The sorority is open to all backgrounds and satisfies a demand for more culture-driven school programs. Keeping with its commitment to social services,AKA fulfills this mission through six program initiatives: Emerging Young Leaders (EYL), health, global poverty, economic security, internal leadership training for external service and social justice and human rights.
Attempts to found the charter in the past have been conducted at the grassroots level, leaving the recruitment and development up to upperclassmen. Collins recalled her time as a freshman being asked if she would be interested in joining the sorority. Now a junior, she says the four-year process has ended thanks to more faculty and alumni involvement.
The true muscle, though, came from the students.
“I think the real effort came from students asking about it and saying, ‘We would like to have a historically African-American Greek letter on campus,’” Collins said.
Efforts to gauge girls’ interest and devotion to AKA in the past were thwarted by an inability to find a graduate chapter to sponsor them.
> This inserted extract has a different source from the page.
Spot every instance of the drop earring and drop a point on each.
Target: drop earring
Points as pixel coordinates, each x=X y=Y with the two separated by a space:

Also, cost and appeal to a culture-specific sorority have constrained pools of applicants in the past.
Other concerns arise from fear a sorority touted as the “first black sorority in the United States” may be segregationist.
This is not the case.
“A lot of feedback I’ve been getting is about who can join the Alpha Kappa Alpha sorority,” Collins said. “We don’t discriminate based upon race, religion, or national origin. We just want members who are willing to serve and who are dedicated.”
A press release from the sorority welcomes all “women of any race, creed or color,” and anyone who “is ready to serve the community and introduce the campus to ‘Black-Greek’ culture, tradition and life.”
Alpha Kappa Alpha Sorority, Inc. was established in 1908 on Howard University’s campus. Notable former members include Maya Angelou, Eleanor Roosevelt, Toni Morrison and Ethel Hedgeman Lyle. The sorority’s official colors are pink and green, and its symbol is the ivy leaf.